Dry dust collects wherever it can. It smells and tastes, well, like dirt.
On TV, people in the CBD have shoes covered in dust, their clothes are covered in dust. Those with hair have dust in it. People have dust in their eyes, where it stings a bit. Overnight, the Sydney basin became a great dust trap. By dawn, the high winds had made it look Mars, blood red.
A significant part of the top soil of the drought afflicted inland had been carried across the ranges by wild north westerlies and then dropped onto the metropolitan area. As the dust infiltrated the Sydney “bowl” pre dawn it carried static charges which may have added to brief lightning display. And the odd shower mixed in with it made it into mud where it fell.
As the day became brighter the red gave way to yellow, grey and blowing mist of white dust. Canberra had a half hearted preview of this in its dust storm yesterday, but this was the real deal.
The Weather Bureau says it is the worst such dust storm in 70 years, which is more or less, living memory. Relief may not come until this evening.
The Perisher webcam shows the storm coming in.
Just after 9am David Marr tells drivers trapped by the consequences of the closure of the M5 East tunnel that “…people who listen to too much Handel have been asking if this is of Biblical origin … our research tells us it isn’t … However if this prove to be the case…this will be followed by lice, mice, locusts, frogs … and the death of the first born.”
It is hard to hear David amid the howling pandemonium, but he said something like that.
The M5 East is so poorly ventilated the authorities obviously closed it for fear of how it would handle dust laden air.
At Sydney Airport, surprise, flights are in chaos, which means they are in chaos throughout most of the country. And the airport web site server has choked nearly to death too, not from the dust it seems but anxious travellers wondering where their jets are. (Go home, the airport is the pits.)
But the ski web cams are up. Ooh, red snow, another surprise! The slopes had been bared by “hot” rain and winds in recent days. Now they are covered in a thin layer of dirty snow. An inglorious if colourful end to a generally pathetic season.

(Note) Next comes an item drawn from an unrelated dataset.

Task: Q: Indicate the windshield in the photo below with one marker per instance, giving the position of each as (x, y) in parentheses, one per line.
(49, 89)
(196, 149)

As for Sydney, hair, homes, and maybe even lungs, are going to need serious cleaning when this is all over. Assuming it is over, and not something extra we need to get used to in an abused environment.
Perhaps the government of NSW shouldn’t allow farmers to denude their land of so
many plants whose roots would prevent the topsoil from flying to Sydney.
Instead of reporting biblical elements by the listeners of waste radio-land of spin jocks. Said spin jocks could carry advice to the readers of The Weekly Times and Stock and Land on how to look after their friggin’ land. There are some drought resistant grasses after all.